“But she’s not THAT kind of Mexican!” exclaimed my mother’s acquaintance, backpedaling in the conversation after stating there were “too many Mexicans” at our local middle school. I, my mother’s adopted brown daughter, heard about this conversation later. My 12-year-old brain struggled to understand what kind of Mexican was so bad, what kind of Mexican I was and if they were the same. Children adopted by parents of a different racial or ethnic group – “transracial adoptees” – have to navigate some tricky conversations about race. These often arise when a white person’s desire to ignore an adoptee’s race converges with their bias against a minority group.
Colorblind ideology seeks to disregard racial and ethnic differences in society in hopes of ending discrimination and promoting equality, but it often has quite the opposite effect. When interacting with transracial adoptees, white people may actually be “selectively colorblind”; that is, they may seek to convey a racist stereotype while simultaneously excluding the adopted child from that minority group.

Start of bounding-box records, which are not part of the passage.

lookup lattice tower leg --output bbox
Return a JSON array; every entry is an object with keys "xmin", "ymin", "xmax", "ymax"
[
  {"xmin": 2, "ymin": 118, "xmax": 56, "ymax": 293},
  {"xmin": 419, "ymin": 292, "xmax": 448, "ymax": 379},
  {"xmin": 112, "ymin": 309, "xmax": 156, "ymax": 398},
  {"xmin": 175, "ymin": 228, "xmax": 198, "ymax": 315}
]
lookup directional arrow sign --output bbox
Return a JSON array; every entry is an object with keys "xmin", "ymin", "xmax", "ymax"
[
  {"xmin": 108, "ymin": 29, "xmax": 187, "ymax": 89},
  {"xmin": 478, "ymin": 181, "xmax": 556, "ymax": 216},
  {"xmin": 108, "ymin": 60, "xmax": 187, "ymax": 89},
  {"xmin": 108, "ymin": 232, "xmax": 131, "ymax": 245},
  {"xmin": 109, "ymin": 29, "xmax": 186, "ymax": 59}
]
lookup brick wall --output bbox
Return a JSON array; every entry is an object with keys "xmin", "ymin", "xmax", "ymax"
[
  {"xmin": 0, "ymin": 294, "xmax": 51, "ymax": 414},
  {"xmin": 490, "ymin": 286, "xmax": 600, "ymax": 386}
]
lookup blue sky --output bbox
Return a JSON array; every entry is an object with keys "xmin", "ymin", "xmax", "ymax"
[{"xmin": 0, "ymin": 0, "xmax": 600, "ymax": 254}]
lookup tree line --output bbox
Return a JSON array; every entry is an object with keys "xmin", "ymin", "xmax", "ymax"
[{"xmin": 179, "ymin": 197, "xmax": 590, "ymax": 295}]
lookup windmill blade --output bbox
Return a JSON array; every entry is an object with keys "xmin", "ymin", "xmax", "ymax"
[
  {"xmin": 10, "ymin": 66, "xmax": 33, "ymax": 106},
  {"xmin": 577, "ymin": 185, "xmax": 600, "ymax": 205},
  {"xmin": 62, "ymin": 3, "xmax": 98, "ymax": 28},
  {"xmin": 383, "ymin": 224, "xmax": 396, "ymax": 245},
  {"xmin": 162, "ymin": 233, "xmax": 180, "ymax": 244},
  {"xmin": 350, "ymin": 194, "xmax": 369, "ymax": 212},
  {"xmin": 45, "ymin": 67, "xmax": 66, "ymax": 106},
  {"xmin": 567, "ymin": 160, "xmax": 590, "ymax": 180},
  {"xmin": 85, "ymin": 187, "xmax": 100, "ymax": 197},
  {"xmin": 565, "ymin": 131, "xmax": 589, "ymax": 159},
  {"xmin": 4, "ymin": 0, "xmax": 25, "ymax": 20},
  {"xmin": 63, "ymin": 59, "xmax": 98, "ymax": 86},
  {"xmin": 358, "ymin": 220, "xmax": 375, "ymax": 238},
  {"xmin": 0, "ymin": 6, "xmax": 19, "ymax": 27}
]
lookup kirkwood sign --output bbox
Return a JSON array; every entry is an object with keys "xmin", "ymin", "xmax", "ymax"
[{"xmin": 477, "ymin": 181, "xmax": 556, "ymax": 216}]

They may find it easier to look past the racial identity of adoptees of color if their parents are white. But they won’t be able to disguise any racial biases they might have against minorities in general. As a result, people like my mother’s acquaintance may end up expressing racist sentiments with the caveat that those sentiments do not apply to the adopted child of color, just to that child’s racial group.
The effects of selective colorblindness are frustrating at best and damaging at worst. Throughout my childhood, I tried to act “white,” attempted to reject my heritage and had low self-esteem. 40% of adoptees are transracial. That’s a lot of young minds to be tainted by the effects of selective colorblindness. So, what can we do about it?
- Think (or read) before you speak. In our society, whiteness is treated as the norm. Anything outside of it is considered “other” and often comes with negative associations. While you may think you are living out Martin Luther King, Jr.’s dream when you gloss over someone’s racial identity, you may actually be reinforcing the idea that there is something wrong with being a person of color.
- Call it out when you see it. Even if you have never made selectively colorblind comments, it is likely that you will hear other people make them. If you do, ask them to explain. Suddenly, they will be forced to reckon with their own racial biases. My adoptive mother did this when her acquaintance made that ignorant comment, asking, “You know Isabella is Mexican, right? What do you mean by that?” Hopefully, the perpetrator will remember your response the next time they go to make a similar comment.
- Practice color consciousness. As disappointing as it is, non-white folks in this country are still judged negatively by their skin color. Color consciousness is all about acknowledging race – recognizing that some people face racial barriers to equal treatment. Consider it the first step toward seeking racial equality in everything from our institutions to our interpersonal interactions.
In a society that embraces racial differences, adoptees of color will be able to grow up knowing their worth. We should be able to celebrate our heritage and love the color of our skin. It is our collective responsibility to make sure our actions and words are working toward that future, not against it.